Les sources divergent d’un mois sur la durée exacte de l’absence: une source retient sept mois d’absence avant avril 2026 - une autre évoque six mois avant Madrid. Dans les deux cas, six à sept mois où personne ne l’a vue. Pas de tournoi, pas d’exhibition, pas de wild card. Juste la table de kiné, la salle de musculation, les IRM à répétition. Un corps qui refuse de guérir.
Protocoles inadaptés et sentiment d’injustice
Contactée, la Fédération française de tennis n’a pas souhaité commenter la prise en charge médicale d’une joueuse indépendante non financée par ses structures.
Le coût financier d’une carrière en chute libre
La perte de 770 points a des conséquences directes sur les revenus. Boisson est passée de la 34e à la 292e place - lui faisant perdre l’accès automatique aux tableaux principaux des tournois de haut niveau, qui distribuent les prize money les plus élevés.
Les qualifications pour retrouver le circuit
Elle n’abandonne pas. Le post Instagram se termine sur l’objectif de revenir au plus haut niveau. Pas de date précise, pas de promesse. Juste une direction. Les grands tournois de fin de saison.

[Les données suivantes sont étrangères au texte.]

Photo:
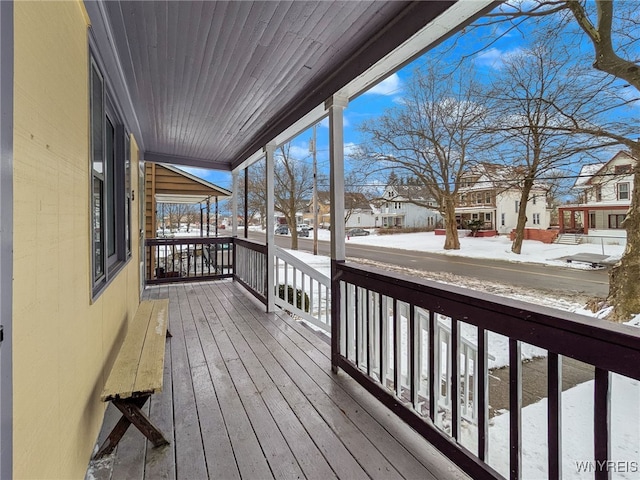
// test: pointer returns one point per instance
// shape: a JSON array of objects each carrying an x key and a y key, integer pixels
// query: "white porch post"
[
  {"x": 336, "y": 105},
  {"x": 234, "y": 204},
  {"x": 270, "y": 153}
]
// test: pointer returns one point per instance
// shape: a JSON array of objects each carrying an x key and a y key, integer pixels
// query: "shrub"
[{"x": 299, "y": 296}]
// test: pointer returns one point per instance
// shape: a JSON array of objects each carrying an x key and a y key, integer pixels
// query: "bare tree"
[
  {"x": 433, "y": 136},
  {"x": 611, "y": 28},
  {"x": 257, "y": 195},
  {"x": 293, "y": 178},
  {"x": 533, "y": 97}
]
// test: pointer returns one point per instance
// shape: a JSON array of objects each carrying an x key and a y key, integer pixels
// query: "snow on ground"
[
  {"x": 577, "y": 402},
  {"x": 486, "y": 247}
]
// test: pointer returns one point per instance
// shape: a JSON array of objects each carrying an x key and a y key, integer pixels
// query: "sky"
[
  {"x": 577, "y": 402},
  {"x": 390, "y": 92}
]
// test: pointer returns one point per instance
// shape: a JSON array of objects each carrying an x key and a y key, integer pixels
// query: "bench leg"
[{"x": 131, "y": 414}]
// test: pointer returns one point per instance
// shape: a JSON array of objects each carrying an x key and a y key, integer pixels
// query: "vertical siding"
[{"x": 62, "y": 342}]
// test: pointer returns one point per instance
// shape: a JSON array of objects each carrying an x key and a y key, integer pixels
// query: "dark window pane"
[
  {"x": 110, "y": 180},
  {"x": 98, "y": 231}
]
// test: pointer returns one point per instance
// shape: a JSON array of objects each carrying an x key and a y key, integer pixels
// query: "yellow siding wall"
[{"x": 62, "y": 342}]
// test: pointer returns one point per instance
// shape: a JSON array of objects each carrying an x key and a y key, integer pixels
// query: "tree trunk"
[
  {"x": 624, "y": 277},
  {"x": 451, "y": 240},
  {"x": 516, "y": 246}
]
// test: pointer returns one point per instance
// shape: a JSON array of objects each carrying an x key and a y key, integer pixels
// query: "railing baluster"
[
  {"x": 482, "y": 401},
  {"x": 433, "y": 375},
  {"x": 414, "y": 356},
  {"x": 396, "y": 349},
  {"x": 384, "y": 339},
  {"x": 454, "y": 375},
  {"x": 356, "y": 325},
  {"x": 515, "y": 410},
  {"x": 368, "y": 324},
  {"x": 554, "y": 415},
  {"x": 601, "y": 423}
]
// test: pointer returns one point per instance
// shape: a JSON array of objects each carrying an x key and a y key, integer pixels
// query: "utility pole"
[{"x": 315, "y": 192}]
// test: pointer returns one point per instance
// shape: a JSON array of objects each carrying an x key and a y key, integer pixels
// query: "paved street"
[{"x": 544, "y": 278}]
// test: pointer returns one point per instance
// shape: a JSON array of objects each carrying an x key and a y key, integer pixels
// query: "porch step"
[{"x": 569, "y": 239}]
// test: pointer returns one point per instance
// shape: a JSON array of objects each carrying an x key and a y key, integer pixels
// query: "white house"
[
  {"x": 359, "y": 212},
  {"x": 408, "y": 206},
  {"x": 605, "y": 190},
  {"x": 489, "y": 193}
]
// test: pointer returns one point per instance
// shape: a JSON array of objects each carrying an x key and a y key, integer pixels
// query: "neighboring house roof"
[
  {"x": 492, "y": 175},
  {"x": 416, "y": 193},
  {"x": 352, "y": 200},
  {"x": 586, "y": 174},
  {"x": 592, "y": 171},
  {"x": 173, "y": 185}
]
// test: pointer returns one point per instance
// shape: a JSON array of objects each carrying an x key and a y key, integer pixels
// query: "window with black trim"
[{"x": 110, "y": 184}]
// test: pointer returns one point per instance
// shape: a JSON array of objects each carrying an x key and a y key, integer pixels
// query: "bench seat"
[{"x": 137, "y": 373}]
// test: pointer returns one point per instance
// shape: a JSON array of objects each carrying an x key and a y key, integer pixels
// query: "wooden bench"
[{"x": 137, "y": 373}]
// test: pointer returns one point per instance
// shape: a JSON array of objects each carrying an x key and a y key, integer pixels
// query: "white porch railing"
[{"x": 314, "y": 303}]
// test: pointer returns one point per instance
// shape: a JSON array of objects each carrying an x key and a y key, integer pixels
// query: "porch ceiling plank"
[{"x": 213, "y": 82}]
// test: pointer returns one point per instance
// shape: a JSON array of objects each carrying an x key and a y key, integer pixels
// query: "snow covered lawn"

Ce que les chiffres disent: avec 1 victoire et 7 défaites en 2026 - Boisson n’a plus le capital points pour être tête de série. Elle devra passer par les qualifications pour entrer dans les tableaux principaux des tournois majeurs. Plusieurs tours à gagner, face à des dizaines de joueuses classées entre la 100e et la 150e place mondiale. Avec un corps qui a passé 18 mois sur 26 loin des courts.

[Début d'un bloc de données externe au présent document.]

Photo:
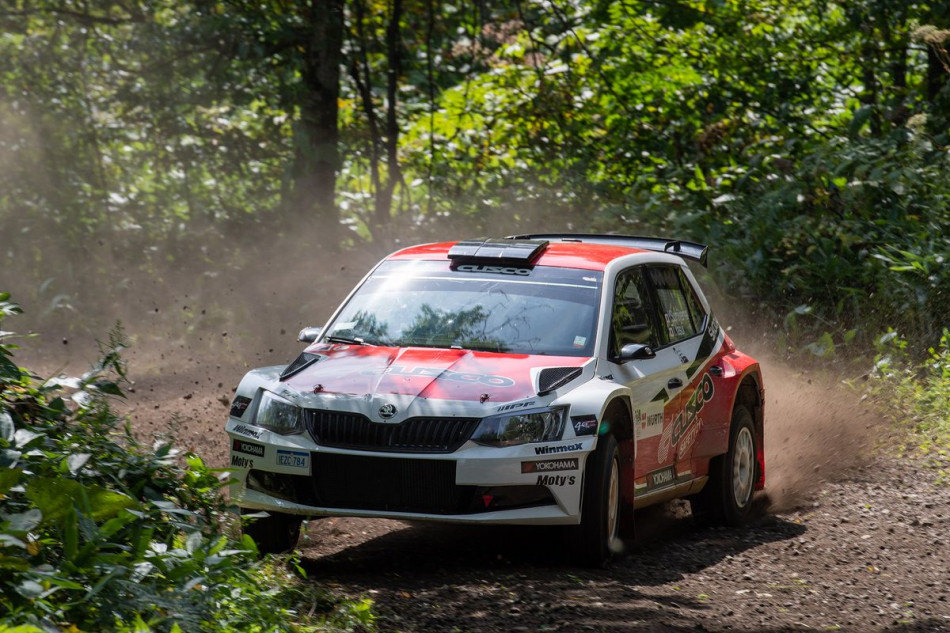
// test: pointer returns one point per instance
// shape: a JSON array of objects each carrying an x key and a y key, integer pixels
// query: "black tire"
[
  {"x": 726, "y": 499},
  {"x": 277, "y": 533},
  {"x": 596, "y": 539}
]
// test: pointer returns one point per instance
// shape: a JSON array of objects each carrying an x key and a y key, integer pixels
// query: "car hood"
[{"x": 444, "y": 374}]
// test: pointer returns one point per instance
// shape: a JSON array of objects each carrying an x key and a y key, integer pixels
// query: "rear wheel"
[
  {"x": 726, "y": 499},
  {"x": 596, "y": 539},
  {"x": 276, "y": 533}
]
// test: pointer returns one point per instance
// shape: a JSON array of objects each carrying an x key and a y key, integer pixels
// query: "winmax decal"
[
  {"x": 685, "y": 420},
  {"x": 250, "y": 448},
  {"x": 447, "y": 374},
  {"x": 549, "y": 465},
  {"x": 547, "y": 450}
]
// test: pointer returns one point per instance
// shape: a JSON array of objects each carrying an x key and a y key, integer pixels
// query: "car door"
[
  {"x": 683, "y": 322},
  {"x": 656, "y": 306},
  {"x": 634, "y": 319}
]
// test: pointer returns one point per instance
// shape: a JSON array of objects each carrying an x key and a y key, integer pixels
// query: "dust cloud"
[
  {"x": 817, "y": 428},
  {"x": 198, "y": 325}
]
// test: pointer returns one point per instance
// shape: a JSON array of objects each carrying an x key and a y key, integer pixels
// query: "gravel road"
[
  {"x": 854, "y": 539},
  {"x": 868, "y": 552}
]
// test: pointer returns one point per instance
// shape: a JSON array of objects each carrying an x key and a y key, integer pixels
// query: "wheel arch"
[{"x": 751, "y": 395}]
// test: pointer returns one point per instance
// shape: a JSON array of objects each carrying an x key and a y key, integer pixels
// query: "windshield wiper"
[{"x": 356, "y": 340}]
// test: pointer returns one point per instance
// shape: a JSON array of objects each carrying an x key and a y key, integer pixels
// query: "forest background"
[
  {"x": 216, "y": 173},
  {"x": 187, "y": 142}
]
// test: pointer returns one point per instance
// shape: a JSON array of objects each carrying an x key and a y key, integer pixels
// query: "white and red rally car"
[{"x": 536, "y": 379}]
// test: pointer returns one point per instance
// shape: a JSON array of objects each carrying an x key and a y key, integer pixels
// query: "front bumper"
[{"x": 527, "y": 484}]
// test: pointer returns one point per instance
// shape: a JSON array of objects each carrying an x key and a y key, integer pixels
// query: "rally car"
[{"x": 535, "y": 379}]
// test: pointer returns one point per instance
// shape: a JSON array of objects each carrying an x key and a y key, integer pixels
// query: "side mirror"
[
  {"x": 636, "y": 351},
  {"x": 309, "y": 334}
]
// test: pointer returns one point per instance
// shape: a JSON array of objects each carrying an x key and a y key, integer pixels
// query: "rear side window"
[
  {"x": 632, "y": 319},
  {"x": 679, "y": 307}
]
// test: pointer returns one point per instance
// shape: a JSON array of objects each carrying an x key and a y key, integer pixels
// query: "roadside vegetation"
[
  {"x": 101, "y": 533},
  {"x": 916, "y": 396}
]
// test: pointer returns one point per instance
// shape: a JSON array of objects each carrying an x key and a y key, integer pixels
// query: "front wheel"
[
  {"x": 596, "y": 539},
  {"x": 726, "y": 499},
  {"x": 276, "y": 533}
]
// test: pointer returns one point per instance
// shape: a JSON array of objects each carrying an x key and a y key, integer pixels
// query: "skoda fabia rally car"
[{"x": 536, "y": 379}]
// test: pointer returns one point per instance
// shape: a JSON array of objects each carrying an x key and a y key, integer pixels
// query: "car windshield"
[{"x": 537, "y": 310}]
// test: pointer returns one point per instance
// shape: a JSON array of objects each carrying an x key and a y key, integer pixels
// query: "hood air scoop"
[{"x": 551, "y": 378}]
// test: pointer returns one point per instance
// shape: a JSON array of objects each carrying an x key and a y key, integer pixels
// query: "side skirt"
[{"x": 673, "y": 492}]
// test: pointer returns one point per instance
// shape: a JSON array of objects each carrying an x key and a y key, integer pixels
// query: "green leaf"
[
  {"x": 24, "y": 521},
  {"x": 13, "y": 563},
  {"x": 8, "y": 479},
  {"x": 861, "y": 116},
  {"x": 7, "y": 429},
  {"x": 108, "y": 387},
  {"x": 55, "y": 497}
]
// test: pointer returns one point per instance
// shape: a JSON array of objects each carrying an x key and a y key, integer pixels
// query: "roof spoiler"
[{"x": 688, "y": 250}]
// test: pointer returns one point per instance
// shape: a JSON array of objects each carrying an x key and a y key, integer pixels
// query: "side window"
[
  {"x": 632, "y": 320},
  {"x": 680, "y": 309}
]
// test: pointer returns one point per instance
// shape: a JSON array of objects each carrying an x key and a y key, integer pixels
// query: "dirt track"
[
  {"x": 852, "y": 543},
  {"x": 869, "y": 553}
]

La logique voudrait qu’elle vise plus modeste. Des tournois secondaires, pour regagner de la confiance et des points sans pression. Mais Boisson ne fonctionne pas comme ça. Roland-Garros 2025 l’a prouvé: elle entre dans le tournoi classée 361e - elle en sort demi-finaliste. Elle a besoin de la scène, pas du circuit secondaire.
Ce que personne ne voit: le coût mental
Les 18 mois de rééducation - c’est du chiffrable. Les séances de kiné, les infiltrations, les examens. Ce qui ne se compte pas: les réveils à 6h pour un corps qui ne répond pas. Les séances annulées parce que la douleur est revenue. Les appels aux médecins qui ne donnent pas les mêmes réponses. Les tournois qu’on regarde à la télé en se demandant si on rejouera un jour.

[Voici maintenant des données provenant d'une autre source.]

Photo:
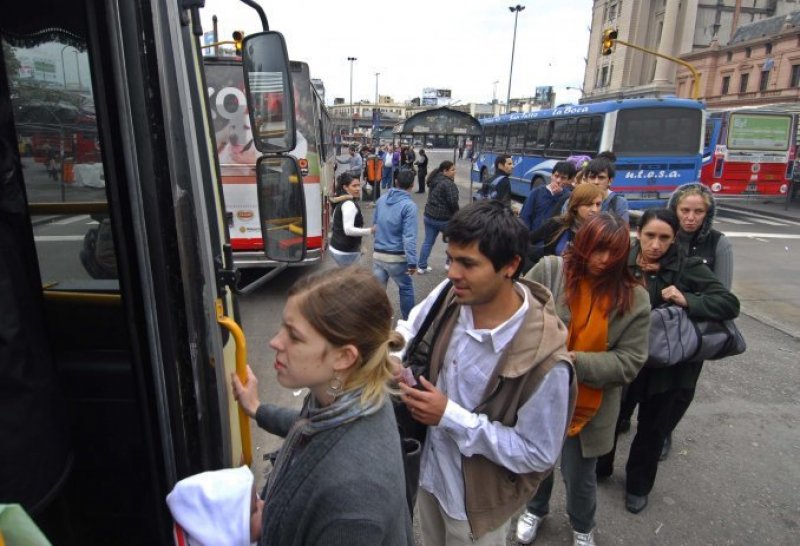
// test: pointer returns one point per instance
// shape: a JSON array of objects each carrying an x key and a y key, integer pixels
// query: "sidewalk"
[{"x": 774, "y": 209}]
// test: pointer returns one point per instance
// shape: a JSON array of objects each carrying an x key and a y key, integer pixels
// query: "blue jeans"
[
  {"x": 432, "y": 229},
  {"x": 398, "y": 271},
  {"x": 386, "y": 180}
]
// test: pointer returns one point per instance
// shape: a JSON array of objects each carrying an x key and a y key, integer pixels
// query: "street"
[{"x": 732, "y": 474}]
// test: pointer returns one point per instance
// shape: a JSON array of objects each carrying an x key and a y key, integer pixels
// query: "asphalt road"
[{"x": 733, "y": 474}]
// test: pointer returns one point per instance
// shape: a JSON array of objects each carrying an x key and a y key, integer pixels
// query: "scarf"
[
  {"x": 314, "y": 419},
  {"x": 587, "y": 332}
]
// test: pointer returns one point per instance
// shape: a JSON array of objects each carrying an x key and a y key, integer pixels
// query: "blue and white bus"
[{"x": 658, "y": 144}]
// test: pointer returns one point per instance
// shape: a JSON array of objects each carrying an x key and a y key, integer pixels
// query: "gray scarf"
[{"x": 313, "y": 419}]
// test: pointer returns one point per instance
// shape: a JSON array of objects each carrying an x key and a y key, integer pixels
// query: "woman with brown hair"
[
  {"x": 554, "y": 236},
  {"x": 338, "y": 478},
  {"x": 608, "y": 316}
]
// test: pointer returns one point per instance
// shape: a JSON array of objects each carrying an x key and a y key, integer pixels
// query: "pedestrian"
[
  {"x": 546, "y": 201},
  {"x": 500, "y": 388},
  {"x": 348, "y": 222},
  {"x": 441, "y": 206},
  {"x": 664, "y": 394},
  {"x": 422, "y": 170},
  {"x": 600, "y": 171},
  {"x": 338, "y": 477},
  {"x": 500, "y": 185},
  {"x": 395, "y": 250},
  {"x": 353, "y": 161},
  {"x": 554, "y": 237},
  {"x": 608, "y": 316}
]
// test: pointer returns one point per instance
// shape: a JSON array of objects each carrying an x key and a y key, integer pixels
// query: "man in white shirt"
[{"x": 500, "y": 388}]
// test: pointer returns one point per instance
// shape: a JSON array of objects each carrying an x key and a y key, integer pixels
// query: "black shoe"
[
  {"x": 666, "y": 448},
  {"x": 635, "y": 503}
]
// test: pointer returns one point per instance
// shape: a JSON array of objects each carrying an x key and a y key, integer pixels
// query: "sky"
[{"x": 462, "y": 45}]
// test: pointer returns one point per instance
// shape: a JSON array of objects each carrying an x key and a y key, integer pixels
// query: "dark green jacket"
[{"x": 707, "y": 299}]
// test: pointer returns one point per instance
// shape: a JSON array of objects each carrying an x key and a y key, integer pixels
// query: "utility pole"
[
  {"x": 352, "y": 109},
  {"x": 515, "y": 10}
]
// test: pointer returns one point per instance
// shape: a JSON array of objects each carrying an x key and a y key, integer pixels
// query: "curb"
[{"x": 782, "y": 213}]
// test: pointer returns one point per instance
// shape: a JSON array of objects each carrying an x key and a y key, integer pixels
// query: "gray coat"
[
  {"x": 628, "y": 338},
  {"x": 345, "y": 486}
]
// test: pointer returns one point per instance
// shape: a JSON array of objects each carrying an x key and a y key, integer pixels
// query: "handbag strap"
[{"x": 429, "y": 318}]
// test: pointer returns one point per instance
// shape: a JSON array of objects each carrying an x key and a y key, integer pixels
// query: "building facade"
[
  {"x": 672, "y": 27},
  {"x": 760, "y": 66}
]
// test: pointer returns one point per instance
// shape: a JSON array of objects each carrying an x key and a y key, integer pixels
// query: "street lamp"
[
  {"x": 515, "y": 10},
  {"x": 352, "y": 110}
]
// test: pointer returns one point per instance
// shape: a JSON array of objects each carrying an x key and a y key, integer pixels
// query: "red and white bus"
[
  {"x": 749, "y": 152},
  {"x": 237, "y": 157}
]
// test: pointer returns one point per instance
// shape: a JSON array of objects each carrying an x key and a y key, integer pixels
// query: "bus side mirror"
[
  {"x": 270, "y": 98},
  {"x": 281, "y": 208}
]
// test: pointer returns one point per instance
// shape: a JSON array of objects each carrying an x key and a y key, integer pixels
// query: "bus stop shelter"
[{"x": 440, "y": 128}]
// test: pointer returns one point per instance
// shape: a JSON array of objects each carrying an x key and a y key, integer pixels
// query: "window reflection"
[{"x": 54, "y": 117}]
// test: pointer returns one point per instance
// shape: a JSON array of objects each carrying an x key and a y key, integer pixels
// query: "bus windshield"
[
  {"x": 658, "y": 132},
  {"x": 759, "y": 132}
]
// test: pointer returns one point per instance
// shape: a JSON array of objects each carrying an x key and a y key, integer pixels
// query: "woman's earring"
[{"x": 335, "y": 387}]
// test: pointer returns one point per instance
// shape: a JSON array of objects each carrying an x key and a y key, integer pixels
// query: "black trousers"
[{"x": 658, "y": 416}]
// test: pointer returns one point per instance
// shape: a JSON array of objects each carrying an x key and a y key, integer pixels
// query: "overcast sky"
[{"x": 462, "y": 45}]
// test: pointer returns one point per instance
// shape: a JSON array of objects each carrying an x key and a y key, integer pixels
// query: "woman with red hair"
[{"x": 608, "y": 316}]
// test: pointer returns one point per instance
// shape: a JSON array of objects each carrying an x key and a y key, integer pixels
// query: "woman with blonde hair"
[
  {"x": 338, "y": 478},
  {"x": 555, "y": 236}
]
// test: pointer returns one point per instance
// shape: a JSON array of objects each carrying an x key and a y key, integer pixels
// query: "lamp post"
[
  {"x": 352, "y": 110},
  {"x": 515, "y": 10}
]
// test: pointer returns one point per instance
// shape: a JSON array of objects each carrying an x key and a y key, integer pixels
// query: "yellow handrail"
[{"x": 241, "y": 372}]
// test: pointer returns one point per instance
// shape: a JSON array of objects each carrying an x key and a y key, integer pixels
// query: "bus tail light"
[{"x": 720, "y": 163}]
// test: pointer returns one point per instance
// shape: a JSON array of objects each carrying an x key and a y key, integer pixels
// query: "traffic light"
[
  {"x": 238, "y": 36},
  {"x": 609, "y": 39}
]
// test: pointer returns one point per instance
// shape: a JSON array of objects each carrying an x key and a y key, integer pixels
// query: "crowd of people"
[{"x": 535, "y": 349}]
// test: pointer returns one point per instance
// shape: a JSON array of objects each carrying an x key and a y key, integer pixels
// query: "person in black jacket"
[{"x": 441, "y": 206}]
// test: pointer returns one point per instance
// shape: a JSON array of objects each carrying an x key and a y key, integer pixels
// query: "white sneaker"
[
  {"x": 583, "y": 539},
  {"x": 527, "y": 527}
]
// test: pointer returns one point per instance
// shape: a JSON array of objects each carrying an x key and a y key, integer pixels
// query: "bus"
[
  {"x": 658, "y": 144},
  {"x": 749, "y": 152},
  {"x": 237, "y": 156},
  {"x": 114, "y": 386}
]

Le tennis français a vu passer des dizaines de talents qui n’ont jamais tenu la distance. Des corps qui cassent, des genoux qui lâchent, des dos qui ne se redressent plus. Boisson était différente. Elle avait prouvé à Roland-Garros 2025 qu’elle pouvait battre n’importe qui un bon jour. Maintenant, elle doit prouver qu’elle peut encore tenir debout.
Les prochains tournois commencent dans quelques semaines. Elle a peu de temps pour retrouver un niveau qui lui a demandé du temps à construire. Et qu’elle a perdu en six à sept mois.
Elle repose son téléphone. Le classement est toujours là: 292e.